It’s also not more ecologically friendly – you’ve gotta use near 80% virgin material with 20% regrind for a good quality product. All you’re doing is bringing its production into your house on a smaller, more inefficient scale.
Comment on Recycling 3D Prints and Waste Plastic into Filament (PET & PLA) by Dr D Flo
sj_zero 1 year ago
tbf, you wouldn't do this because it's cheaper, you'd do it because it's more ecologically friendly and it helps make your 3d printer a bit more sustainable.
But at 20 bucks for a spool of thread, you won't be coming out ahead economically by recycling, I agree.
thantik@lemmy.world 1 year ago
GrayBackgroundMusic@lemm.ee 1 year ago
The video uses 50/50, not 80/20
sj_zero 1 year ago
ngl, I've never tried it and I doubt I'm about to start, so prints go into the recycle bin so they can get dumped in the landfill with the rest of the recycling.
But at the very least, it's a better practice to use PLA as your main choice.
thantik@lemmy.world 1 year ago
Strangely enough, ABS is better for the environment, as it’s one of the few actual materials that get recycled…
Aux@lemmy.world 1 year ago
No, the ecologically friendly option is to send it to the recycling.
sj_zero 1 year ago
Assuming it's recycled instead of sent to a landfill.
Once you find out about how the business of recycling works that's often not such a certain assumption.
SirHery@lemmy.world 1 year ago
In Germany there is a company that specifically lets you send in oly pla and pet and the sells it.
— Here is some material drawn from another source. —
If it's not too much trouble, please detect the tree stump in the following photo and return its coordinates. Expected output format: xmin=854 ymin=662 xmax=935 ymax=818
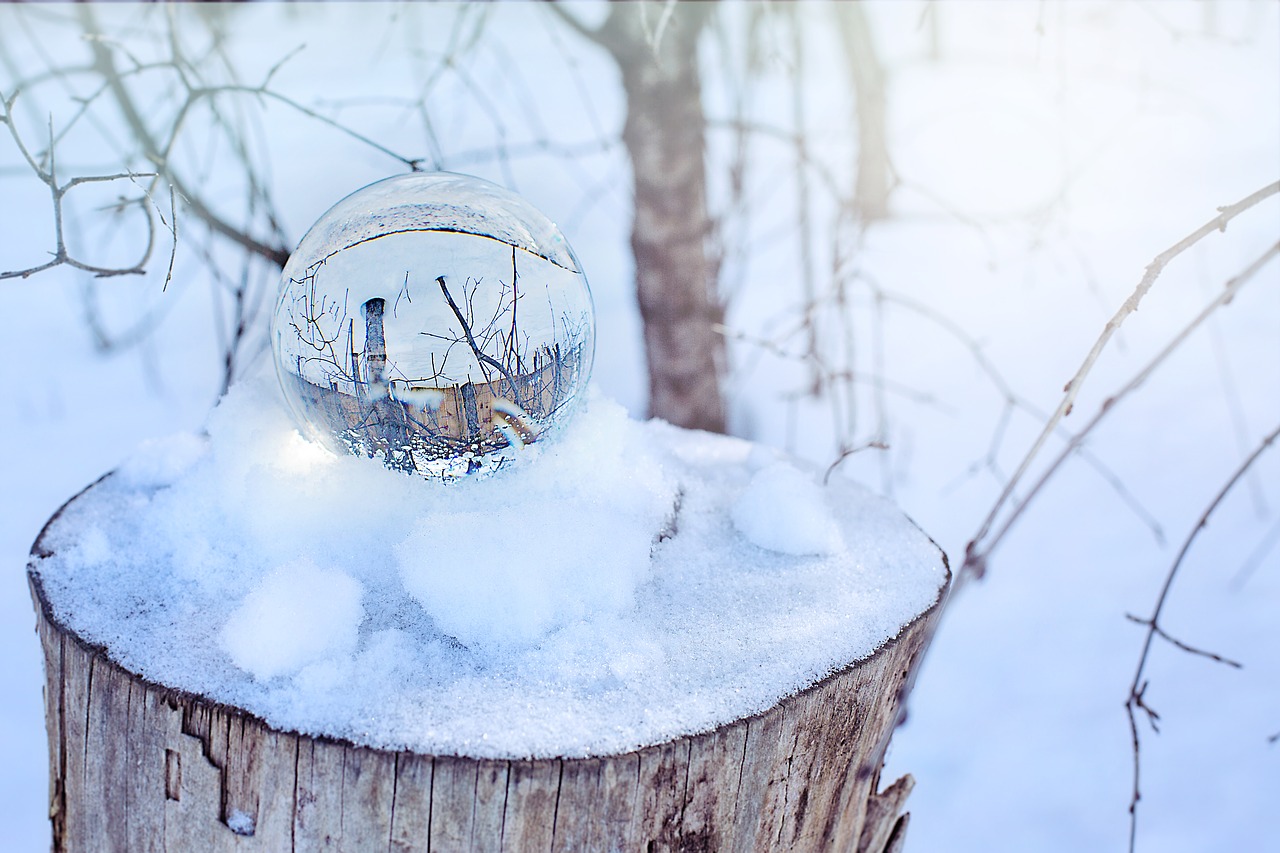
xmin=28 ymin=481 xmax=942 ymax=853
You even get a credit based on how sortet your used Filament is. recyclingfabrik.com
Aux@lemmy.world 1 year ago
3D printing waste is a clean waste. It doesn’t have food leftovers on it, weird paint or anything else which will render it unrecyclable. Also PLA just goes into a composter.
sj_zero 1 year ago
Great argument. Bit of a problem though: you don't need to convince me or the fediverse. You need to convince plastic recyclers not to just take the strange plastic like thing that isn't labeled and isn't common and just send it to the landfill.
The journey of recycling doesn't end the moment that a potentially recyclable object ends up in your recycle bin. In order to be recycled, A bunch of things need to go right, and if they don't then your "recycling" just enters the local landfill, if you're lucky. If you're unlucky, your "recycling" will end up in a cargo container on its way to a landfill in some third world country somewhere.
https://www.theguardian.com/us-news/2019/jun/17/recycled-plastic-america-global-crisis
Piecemakers3Dprints@lemmy.world 1 year ago
You’re naive if you think that “recycling” hasn’t been a complete smokescreen for decades, FFS.
Aux@lemmy.world 1 year ago
Not all recycling is the same.
dawnerd@lemm.ee 1 year ago
It’d be fun to mess around with if it wasn’t 12-18k for the setup.
sj_zero 1 year ago
Yikes. That's a loooooootta filament.